Comment by bayindirh

2 months ago

IIRC, it was not about Rust vs. C, but a commotion rooted from patch quality and not pushing people around about things.

Linux Kernel team has this habit of a forceful pushback which breaks souls and hearts when prodded too much.

Looks like Hector has deleted his Mastodon account, so I can't look back what he said exactly.

Oh, I still have the relevant tab open. It's about code quality: https://news.ycombinator.com/item?id=43043312

That was a single message in a very large thread. It absolutely was not just about code quality.

  • Yes, that's the entry of the rabbit hole, and reader is advised to dig their own tunnel.

    I remember following the tension for a bit. Yes, there are other subjects about how things are done, but after reading it, I remember framing "code quality" as the base issue.

    In high-stakes software development environments, egos run high generally, and when people clash and doesn't back up, sparks happen. If this warning is ignored, then something has to give.

    If I'm mistaken, I can enjoy a good explanation and be gladly stand corrected.

    This is what happened here. This is probably the second or third time I witness this over 20+ years. Most famous one was over CPU schedulers, namely BFS, again IIRC.

    • marcan has even publicly ranted about having to send patches as e-mails. This rage quit simply concluded that journey.

https://lkml.org/lkml/2025/2/6/1292

  • Some pretext: I'm a Rust skeptic and tired of Rust Evangelism Task Force and Rewrite in Rust movements.

    ---

    Yes. I remember that message.

    Also let's not forget what marcan said [0] [1].

    In short, a developer didn't want their C codebase littered with Rust code, which I can understand, then the Rust team said that they can maintain that part, not complicating his life further (Kudos to them), and the developer lashing out to them to GTFO of "his" lawn (which I understand again, not condone. I'd have acted differently).

    This again boils down to code quality matters. Rust is a small child when compared to the whole codebase, and weariness from old timers is normal. We can discuss behaviors till the eternity, but humans are humans. You can't just standardize everything.

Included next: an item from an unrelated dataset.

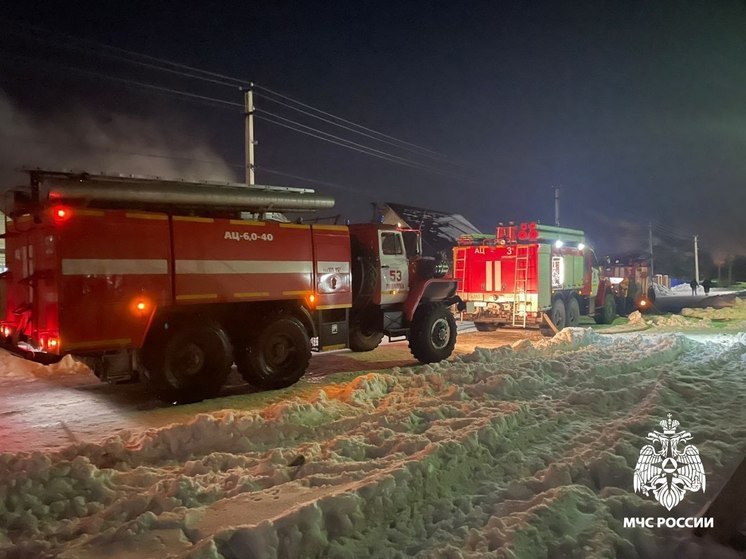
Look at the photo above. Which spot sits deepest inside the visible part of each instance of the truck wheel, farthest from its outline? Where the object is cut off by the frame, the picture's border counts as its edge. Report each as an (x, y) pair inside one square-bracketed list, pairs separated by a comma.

    Coming to marcan, how he behaved is a big no in my book, too. Because it's not healthy. Yes, the LKML is not healthy, but this is one of the things which makes you wrong even when you're right.

    I'm also following a similar discussion list, which has a similar level of friction in some matters, and the correct thing is to taking some time off and touching grass when feeling tired and being close to burnout. Not running like a lit torch between flammable people.

    One needs to try to be the better example esp. when the environment is not in an ideal shape. It's the hardest thing to do, but it's the most correct path at the same time.

    [0]: https://web.archive.org/web/20250205004552mp_/https://lwn.ne...

    [1]: https://lkml.org/lkml/2025/2/6/404

    • One perspective is that Rust appears to be forced into the Linux kernel through harassment and pressure. Instead of Rust being pulled, carefully, organically and friendly, and while taking good care of any significant objections. Objections like, getting the relevant features from unstable Rust into stable Rust, or getting a second compiler like gccrs (Linux kernel uses gcc for C) fully up and running, or ensuring that there is a specification (the specification donated by/from Ferrous Systems, might have significant issues), or prioritizing the kernel higher than Rust.

      If I had been enthusiastic about Rust, and wanted to see if it could maybe make sense for Rust to be part of the Linux kernel[0], I would probably had turned my attention to gccrs.

      What is then extra strange is that there have been some public hostility against gccrs (WIP Rust compiler for gcc) from the rustc (sole main Rust compiler primarily based on LLVM) camp.

      It feels somewhat like a corporate takeover, not something where good and benign technology is most important.

      And money is at stake as well, the Rust Foundation has a large focus on fundraising, like how their progenitors at Mozilla/Firefox have or had a large focus on fundraising. And then there are major Rust proponents who openly claim, also here on Hacker News, that software and politics are inherently entwined.

      [0]: And also not have it as a strict goal to get Rust into the kernel, for there might be the possibility that Rust was discovered not to be a good fit; and then one could work on that lack of fit after discovery and maybe later make Rust a good fit.

      26 replies →

    • > In short, a developer didn't want their C codebase littered with Rust code

      from reading those threads at the time, the developer in question was deliberately misunderstanding things. "their" codebase wasn't to be "littered" with Rust code - it wasn't touched at all.